Publié le 18 janvier 2009 par Myriam

... suite et fin

De retour dans les Flandres (1627-1632), Van Dyck mène une carrière très active de peintre d'histoire et de portraitiste et, dans le domaine des portraits, il affirme son style propre qui tend "sinon à abolir, du moins à estomper la frontière entre portrait noble et portrait bourgeois".

Pour l'illustrer ces propos, on peut prendre pour exemple les deux remarquables portraits présentés en pendant des époux Stevens. Il peint d'abord, en 1627, le "Portrait de Peeter Stevens", un marchand drapier d'Anvers.

Van Dyck - Peeters Stevens
Il le représente en gentilhomme qui accapare les signes distinctifs de la noblesse avec l'accent mis sur l'utilisation ostentatoire du gant (clin d'oeil à "L'Homme au gant" du Titien) et les armes familiales figurant sur le pilastre à côté de lui. "Il ne manque guère qu'une épée pour que la frontière entre portrait bourgeois et portrait aristocratique soit entièrement abolie".
Van Dyck - Anna Wake
Le "Portrait d'Anna Wake", son épouse, fut réalisé en 1628 à l'occasion de son mariage avec Peeter Stevens. Van Dyck confère à la femme, que l'on sent un peu plus en retrait, un chic également aristocratique puisqu'elle est vêtue à la française avec l'amorce d'un décolleté, qu'elle tient dans ses mains un éventail en plumes d'autruche (ce qui était à l'époque très rare et très cher), et qu'il y a également les références aux armes familiales sur le pilastre. Il semblerait que ces deux tableaux ont été conçus comme des pendants même s'ils dérogent à la règle traditionnelle "héraldique" de présenter l'homme à la droite de la femme. "En galant homme, Stevens paraît présenter au spectateur sa jeune épouse et les regards qu'il lui jette révèlent ses sentiments. L'aisance avec laquelle Van Dyck infléchit les conventions picturales qui corsetaient le portrait matrimonial fait oublier ici l'audace d'une représentation habitée par un climat émotif inhabituel."

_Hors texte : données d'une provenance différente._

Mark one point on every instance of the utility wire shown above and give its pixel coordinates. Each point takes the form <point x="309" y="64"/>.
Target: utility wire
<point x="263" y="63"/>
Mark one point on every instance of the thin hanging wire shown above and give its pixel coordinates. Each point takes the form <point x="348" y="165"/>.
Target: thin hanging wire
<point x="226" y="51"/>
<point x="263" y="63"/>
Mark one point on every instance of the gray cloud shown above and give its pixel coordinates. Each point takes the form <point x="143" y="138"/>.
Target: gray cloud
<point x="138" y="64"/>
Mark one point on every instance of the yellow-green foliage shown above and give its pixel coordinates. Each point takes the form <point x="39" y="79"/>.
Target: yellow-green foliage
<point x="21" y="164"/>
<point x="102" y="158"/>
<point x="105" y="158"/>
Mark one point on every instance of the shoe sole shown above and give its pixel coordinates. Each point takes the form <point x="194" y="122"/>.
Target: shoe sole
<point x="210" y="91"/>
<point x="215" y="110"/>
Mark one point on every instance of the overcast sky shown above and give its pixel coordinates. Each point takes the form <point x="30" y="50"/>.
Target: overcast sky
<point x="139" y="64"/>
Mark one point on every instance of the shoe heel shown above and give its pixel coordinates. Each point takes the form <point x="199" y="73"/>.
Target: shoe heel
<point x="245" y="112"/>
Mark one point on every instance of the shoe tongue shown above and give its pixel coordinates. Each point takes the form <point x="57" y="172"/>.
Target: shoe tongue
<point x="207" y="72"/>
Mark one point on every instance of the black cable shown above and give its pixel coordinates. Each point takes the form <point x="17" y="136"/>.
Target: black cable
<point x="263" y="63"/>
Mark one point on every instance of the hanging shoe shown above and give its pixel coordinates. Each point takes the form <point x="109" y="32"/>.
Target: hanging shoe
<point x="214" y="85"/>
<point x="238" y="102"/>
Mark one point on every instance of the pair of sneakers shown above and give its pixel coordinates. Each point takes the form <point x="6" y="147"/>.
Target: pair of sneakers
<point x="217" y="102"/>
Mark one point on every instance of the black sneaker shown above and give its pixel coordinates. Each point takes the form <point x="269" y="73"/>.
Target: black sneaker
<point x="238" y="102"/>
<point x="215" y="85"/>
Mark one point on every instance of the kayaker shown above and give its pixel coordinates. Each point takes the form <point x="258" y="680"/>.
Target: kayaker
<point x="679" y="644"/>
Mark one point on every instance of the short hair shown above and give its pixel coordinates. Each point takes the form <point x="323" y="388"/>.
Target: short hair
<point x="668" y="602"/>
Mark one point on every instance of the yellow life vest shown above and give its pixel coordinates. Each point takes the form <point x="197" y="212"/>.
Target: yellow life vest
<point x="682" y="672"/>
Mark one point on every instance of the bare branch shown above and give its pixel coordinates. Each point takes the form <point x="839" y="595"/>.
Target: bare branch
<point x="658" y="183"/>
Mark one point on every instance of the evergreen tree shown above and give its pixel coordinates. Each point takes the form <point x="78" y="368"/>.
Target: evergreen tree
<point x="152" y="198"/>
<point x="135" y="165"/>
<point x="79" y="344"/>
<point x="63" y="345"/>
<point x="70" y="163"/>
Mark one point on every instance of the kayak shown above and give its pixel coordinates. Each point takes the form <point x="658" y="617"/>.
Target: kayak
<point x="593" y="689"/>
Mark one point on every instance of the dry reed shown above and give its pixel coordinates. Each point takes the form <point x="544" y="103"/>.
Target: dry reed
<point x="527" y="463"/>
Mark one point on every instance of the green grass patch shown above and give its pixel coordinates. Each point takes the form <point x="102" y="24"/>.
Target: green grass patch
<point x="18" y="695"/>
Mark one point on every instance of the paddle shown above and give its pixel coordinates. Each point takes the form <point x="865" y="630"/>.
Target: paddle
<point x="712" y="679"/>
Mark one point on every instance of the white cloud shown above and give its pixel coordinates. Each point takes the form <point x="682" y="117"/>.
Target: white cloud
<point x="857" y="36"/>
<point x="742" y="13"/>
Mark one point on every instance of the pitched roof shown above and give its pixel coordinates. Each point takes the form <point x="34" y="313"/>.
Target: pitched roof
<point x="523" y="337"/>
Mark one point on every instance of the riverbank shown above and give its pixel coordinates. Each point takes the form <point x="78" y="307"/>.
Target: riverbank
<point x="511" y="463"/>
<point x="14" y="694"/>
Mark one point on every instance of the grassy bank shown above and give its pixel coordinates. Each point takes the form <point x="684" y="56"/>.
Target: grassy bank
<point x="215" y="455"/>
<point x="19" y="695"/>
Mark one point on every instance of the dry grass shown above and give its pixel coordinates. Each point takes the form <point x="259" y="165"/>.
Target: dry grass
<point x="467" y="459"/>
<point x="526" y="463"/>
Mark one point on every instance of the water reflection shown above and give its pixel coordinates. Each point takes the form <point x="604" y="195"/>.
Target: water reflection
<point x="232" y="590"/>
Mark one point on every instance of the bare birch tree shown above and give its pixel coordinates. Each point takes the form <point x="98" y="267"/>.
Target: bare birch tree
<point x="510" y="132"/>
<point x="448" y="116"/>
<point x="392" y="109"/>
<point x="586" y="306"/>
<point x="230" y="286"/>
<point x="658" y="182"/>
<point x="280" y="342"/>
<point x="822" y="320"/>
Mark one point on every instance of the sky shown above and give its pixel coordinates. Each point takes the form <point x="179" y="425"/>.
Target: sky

Van Dyck - Portrait de Charles 1er
Sa notoriété désormais dépasse largement Anvers, les Provinces-Unies et la cour de la Haye et il devient, à partir du printemps 1632, le portraitiste favori du roi d'Angleterre Charles 1er et ce jusqu'à sa mort en 1641. Dans ses portraits de l'aristocratie anglaise ainsi que ceux des membres de la famille royale, il parvient à trouver un habile équilibre entre l'exigence de dignité et une pose naturelle jusque là absente des portraits royaux et il annonce déjà des peintres comme Gainsborough et Reynolds. Dans ce tableau de "Charles 1er en habit de l'ordre de la Jarretière" (1637, Dresde, Staatliche Kunst-sammlungen), on est à la fois dans un portrait d'apparat royal avec une pose hiératique pour le roi, qui apparaît dans le majestueux habit de l'ordre de la Jarretière et à la fois, dans un portrait intime où l'on ressent dans ce visage longiligne et dans le regard une certaine mélancolie.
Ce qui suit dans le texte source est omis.